Researchers were surprised to find that cedars similar to those found in British Columbia today would have once grown in the Arctic alongside species like larch, which now grow in the northernmost regions. of the planet. They found no carnivore DNA, but believe that predators – such as bears, wolves or even saber-toothed tigers – must have been present in the ecosystem.

Love Dalen, a professor at Stockholm University’s Paleogenetics Center who has worked on researching the DNA of mammoth teeth but was not involved in this study, said the groundbreaking discovery truly “pushed the boundaries” of the field of ancient DNA.

“It’s a really amazing paper!” he said over email. “It can tell us about the composition of ecosystems at different points in time, which is really important for understanding how past changes in climate have affected biodiversity at the species level. This is something that animal DNA cannot do.

“Furthermore, the findings that several temperate species (such as the spruce and mastodon relatives) lived at such high latitudes are exceptionally interesting,” he added.

A close-up of organic matter in the coastal deposit of the Kap København Formation in northern Greenland.

Willerslev said the 16-year study was the longest such project he and most of his team of researchers have ever been involved in.

Extracting the fragments of genetic code from the sediment took a lot of scientific detective work and several painstaking attempts – after the team first established that the DNA was hidden in clay and quartz in the sediment and could be detached from it. The fact that the DNA bound to mineral surfaces is likely why it survived so long, the researchers said.

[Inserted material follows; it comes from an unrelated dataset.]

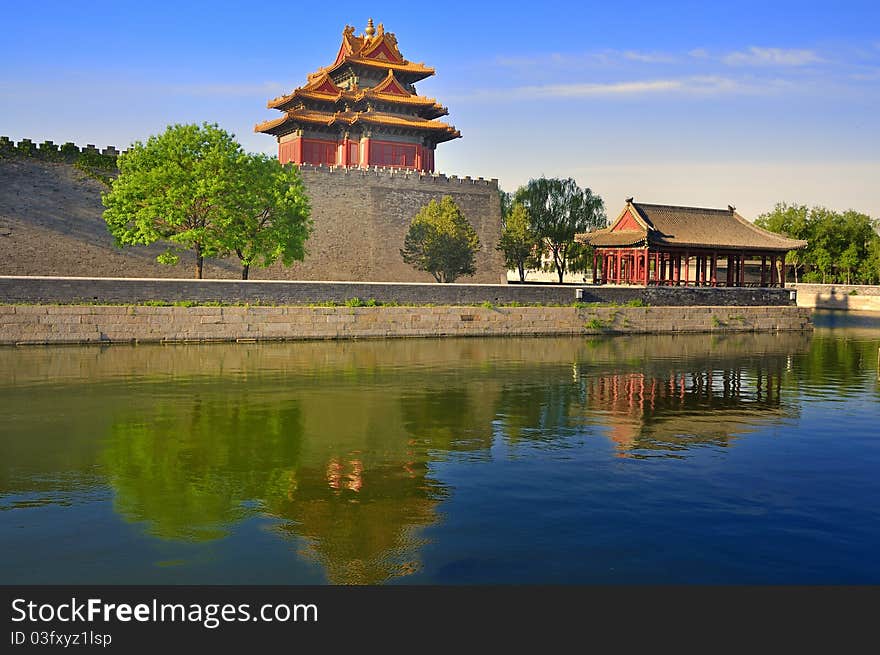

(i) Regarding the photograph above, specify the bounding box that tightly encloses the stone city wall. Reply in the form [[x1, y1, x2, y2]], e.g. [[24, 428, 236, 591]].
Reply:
[[288, 165, 507, 283], [0, 136, 120, 162], [0, 305, 812, 345], [789, 284, 880, 312], [0, 276, 794, 306]]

“We revisited those samples and we failed and we failed. They got the name in the lab from the “curse of the København formation,” Willerslev said.

Further study of environmental DNA from this period could help scientists understand how various organisms could adapt to climate change.

“It’s a climate we expect to face on Earth due to global warming and it gives us an idea of ​​how nature will respond to rising temperatures,” he explained.

“If we can read this roadmap correctly, it really holds the key to how organisms can (adapt) and how can we help organisms adapt to a very rapidly changing climate.”